DESCRIPTION (adapted from applicant's abstract): Pathogenic organisms are
believed to be responsible for a number of infections, neurodegenerative and as
well as some types of neuropsychiatric diseases. Detection of neuroactive
pathogens, at the earliest stages, would be a critical factor in the diagnosis
and treatment of any possible neuropathological consequences. Enzyme-linked
immunosorbent assay (ELISA) and polymerase chain reaction (PCR) are already
being used separately as specific microbial detection methods. In the present
project, we propose to develop a technology of pathogen detection, which
combines the advantages of ELISA and those of PCR. This is expected to result
in a highly efficient, reproducible method for the detection of very small
numbers of pathogens, even before they can elicit the normal host immune
response. The project will be carried out in two phases. In phase 1, the method
of immuno-PCR will be standardized by measuring proteins and peptides that have
special importance in brain function or pathology. This will be done using
either brain cells where they are specifically and abundantly expressed, or in
heterologous cells, such as lymphocytes, where they are expressed at very low
levels, by a phenomenon known as "'illegitimate transcription". In phase 2 we
will extend the protocols developed in phase 1 to detect and quantitatively
measure some of the pathogens that are commonly found in human populations and
which are of great concern to public health authorities. Four different
approaches to immuno-PCR will be compared, based (a) on electrophoresis and
ethidium bromide staining of the amplified DNA and densitometry of the band
obtained: (b) measurement of fluorescence produced following reaction of the
PCR mixture with the dye, PicoGreen; colorimetry following reaction of
chromogenic substrate with digoxigenin-alkaline phosphate ligated to DNA; and
(d) fluorometry of the complex produced by the action of a fluorescent
substance (AttoPhos) on the DNA-digoxigenin complex.

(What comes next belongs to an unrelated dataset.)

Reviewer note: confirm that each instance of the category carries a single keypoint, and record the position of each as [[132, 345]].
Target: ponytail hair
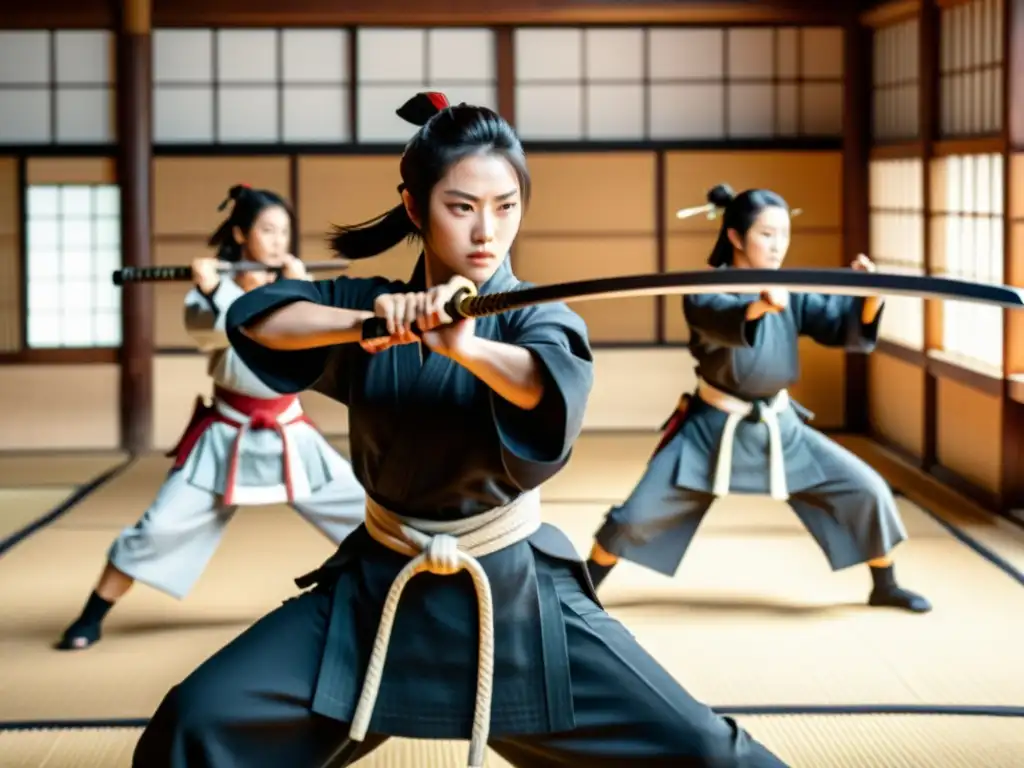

PROPOSED COMMERCIAL APPLICATION:
(a) Development of rapid and highly sensitive, early detection kits for neuropathogens in
human and animal tissues and body fluids; (b) Evaluation of the efficiency of vaccines,
commonly used in persons at risk for infection; (c) Evaluation of the immune reaction
subsequent to primary infection or immunization, and (d) possible identification and
treatment of microorganisms responsible for idiopathic neuropathogenesis.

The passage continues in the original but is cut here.